Objective To develop and conduct a preliminary psychometric analysis of a hospice and palliative care patient-reported outcome measure to detect patients’ perceptions of change in quality of life (QoL) and issues of concern, and views of service benefit.

Methods Following pilot testing and cognitive interviewing, St Christopher's Index of Patient Priorities (SKIPP) was administered twice to hospice inpatients and homecare patients. QoL was rated ‘now’, and retrospectively ‘before starting hospice care’ or ‘at the time of the first interview’. Patients nominated and rated progress with main concerns, rated the difference the service was making, and completed palliative care outcome scale. Patients completed SKIPP again within 24 h to measure test-retest reliability.

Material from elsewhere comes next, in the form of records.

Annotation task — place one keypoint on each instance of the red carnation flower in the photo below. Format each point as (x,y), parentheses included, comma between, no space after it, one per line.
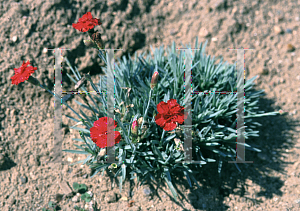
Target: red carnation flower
(99,132)
(169,114)
(86,22)
(22,73)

Results QoL scores ‘now’ differed significantly from retrospective scores made at same time: QoL increased with hospice care when patients ‘looked back’ on previous QoL. Four-fifths reported that their first concern had got ‘a little’/ ‘much’ better since initial service contact: this declined subsequently. Four-fifths at both time points said the hospice had made ‘a lot of difference’ to them. No significant differences were noted between time points on palliative care outcome scale items. Test-retest analyses were prevented by low numbers.

Conclusions SKIPP can detect patients’ perception of change in QoL and main concerns, and the difference patients think the service has made to them. Its design with current and retrospective components addresses response shift and means it can be used for quality improvement or clinical purposes with only one administration, an advantage in frail populations. It is therefore a useful addition to hospice and palliative care patient-reported outcome measures.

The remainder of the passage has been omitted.